2. System Status Will Change
Due to the nature of voice interactions will resemble more human conversation than the human-machine interactions that we know and experience. How will computers communicate in a voice interaction that they are working and alert? In human interactions, there is nodding, smiling, repeating things, and asking relevant questions. Just as these serve a purpose, new ways to show this system status will need to consider the voice interactive world we want to design.
3. System Personality
Personality is attractive—both in humans and in systems. People love to see their brand personas be funny and quirky. But above all, users want to encounter a unique personality, not something that feels utterly scripted and wants to be liked. So although right now the focus is on developing the most intelligent voice services, companies also have their sights on creating the most likable and genuine brand personas through voice.
4. Information Architecture and Website Navigation
We build information architecture, and website navigation will also be replanted in the voice interactive world. Because although on a website, you might go through multiple windows and buttons until you get to your destination, with voice, you won't say these steps out loud. You will ask for the request.
For example, instead of going through the homepage, my account section, then viewing shopping history, and then opening an item and reordering, when you are giving a voice command, you might say, 'Alexa, reorder X item. From Amazon.'
5. Security and Privacy
With voice interaction, there are multiple new opportunities at the reach of your voice, but security and privacy still need to be taken into account. It would not be wise to have the user say a password or confirm a credit card number aloud. Although we have to give credit to users and hope they understand basic security concepts, designers need to keep these things in mind and design accordingly.

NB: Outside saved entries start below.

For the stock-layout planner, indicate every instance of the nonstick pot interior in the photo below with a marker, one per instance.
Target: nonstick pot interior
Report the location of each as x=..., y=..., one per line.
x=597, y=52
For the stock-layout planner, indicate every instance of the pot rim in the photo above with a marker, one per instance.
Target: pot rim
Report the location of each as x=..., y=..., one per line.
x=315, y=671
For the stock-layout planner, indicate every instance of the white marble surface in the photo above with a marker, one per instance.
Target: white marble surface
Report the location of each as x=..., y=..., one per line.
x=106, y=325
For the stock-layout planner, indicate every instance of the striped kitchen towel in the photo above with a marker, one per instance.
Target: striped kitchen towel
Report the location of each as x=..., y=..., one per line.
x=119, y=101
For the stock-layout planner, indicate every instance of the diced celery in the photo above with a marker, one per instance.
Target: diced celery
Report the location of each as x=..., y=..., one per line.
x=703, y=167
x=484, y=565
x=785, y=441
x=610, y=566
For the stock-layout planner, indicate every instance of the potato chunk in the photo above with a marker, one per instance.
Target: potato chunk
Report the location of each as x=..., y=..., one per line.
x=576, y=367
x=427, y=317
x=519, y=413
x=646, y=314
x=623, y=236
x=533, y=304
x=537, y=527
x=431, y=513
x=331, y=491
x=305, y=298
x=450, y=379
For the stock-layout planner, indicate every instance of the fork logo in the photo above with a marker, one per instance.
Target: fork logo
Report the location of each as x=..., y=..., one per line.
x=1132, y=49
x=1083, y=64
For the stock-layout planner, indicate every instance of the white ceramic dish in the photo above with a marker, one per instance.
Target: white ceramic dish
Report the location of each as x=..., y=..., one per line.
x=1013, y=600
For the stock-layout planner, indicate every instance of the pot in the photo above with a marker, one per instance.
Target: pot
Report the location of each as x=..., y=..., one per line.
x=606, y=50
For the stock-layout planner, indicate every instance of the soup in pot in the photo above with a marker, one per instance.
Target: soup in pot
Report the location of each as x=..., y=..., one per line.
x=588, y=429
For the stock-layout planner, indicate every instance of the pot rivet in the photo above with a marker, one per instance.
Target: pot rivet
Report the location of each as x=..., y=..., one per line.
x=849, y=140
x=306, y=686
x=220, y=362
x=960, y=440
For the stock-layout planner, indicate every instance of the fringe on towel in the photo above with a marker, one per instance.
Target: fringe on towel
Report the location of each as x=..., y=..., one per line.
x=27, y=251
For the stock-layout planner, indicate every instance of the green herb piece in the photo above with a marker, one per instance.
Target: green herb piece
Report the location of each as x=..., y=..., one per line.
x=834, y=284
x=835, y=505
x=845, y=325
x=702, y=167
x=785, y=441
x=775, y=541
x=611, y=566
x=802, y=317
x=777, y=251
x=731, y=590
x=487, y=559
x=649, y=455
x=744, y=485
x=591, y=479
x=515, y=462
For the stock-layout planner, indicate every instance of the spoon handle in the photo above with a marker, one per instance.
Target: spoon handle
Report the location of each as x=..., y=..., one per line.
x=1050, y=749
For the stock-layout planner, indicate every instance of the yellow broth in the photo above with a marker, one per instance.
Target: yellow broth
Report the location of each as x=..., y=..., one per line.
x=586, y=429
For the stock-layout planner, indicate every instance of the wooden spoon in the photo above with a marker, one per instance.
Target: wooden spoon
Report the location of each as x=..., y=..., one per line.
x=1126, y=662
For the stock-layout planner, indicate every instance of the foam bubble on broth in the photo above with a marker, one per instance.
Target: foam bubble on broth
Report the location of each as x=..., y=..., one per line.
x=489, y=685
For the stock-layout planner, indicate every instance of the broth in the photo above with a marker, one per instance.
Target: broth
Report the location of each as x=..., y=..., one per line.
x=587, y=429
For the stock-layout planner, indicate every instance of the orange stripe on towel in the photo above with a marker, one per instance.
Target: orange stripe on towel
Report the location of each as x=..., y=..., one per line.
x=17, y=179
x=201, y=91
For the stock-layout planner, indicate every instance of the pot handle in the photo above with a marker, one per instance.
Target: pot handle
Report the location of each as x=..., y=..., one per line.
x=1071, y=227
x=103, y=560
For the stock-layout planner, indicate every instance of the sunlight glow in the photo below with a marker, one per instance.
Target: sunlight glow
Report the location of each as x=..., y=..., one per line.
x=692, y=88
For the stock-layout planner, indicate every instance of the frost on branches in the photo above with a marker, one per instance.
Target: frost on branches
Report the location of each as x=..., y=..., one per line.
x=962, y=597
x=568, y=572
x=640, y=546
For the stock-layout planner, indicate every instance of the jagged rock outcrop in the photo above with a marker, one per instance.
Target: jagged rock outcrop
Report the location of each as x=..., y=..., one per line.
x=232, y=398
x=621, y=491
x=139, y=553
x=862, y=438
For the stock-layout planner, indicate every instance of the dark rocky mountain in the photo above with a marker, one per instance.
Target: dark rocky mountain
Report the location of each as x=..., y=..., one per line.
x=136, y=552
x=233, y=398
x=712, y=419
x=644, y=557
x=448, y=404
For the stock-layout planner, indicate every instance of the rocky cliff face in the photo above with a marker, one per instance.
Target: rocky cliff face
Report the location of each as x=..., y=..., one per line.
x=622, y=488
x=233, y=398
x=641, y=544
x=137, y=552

Although this is an exciting new technology with many new opportunities, there is also room for improvement. Its advancements always need to be user-centered. Understanding which context a voice interaction will add to their experience and when best to stay with the visual approach will be paramount. The future will have a significant component of voice interactions, and as the technology evolves, so will our designs. The possibilities are endless, and the benefits are many.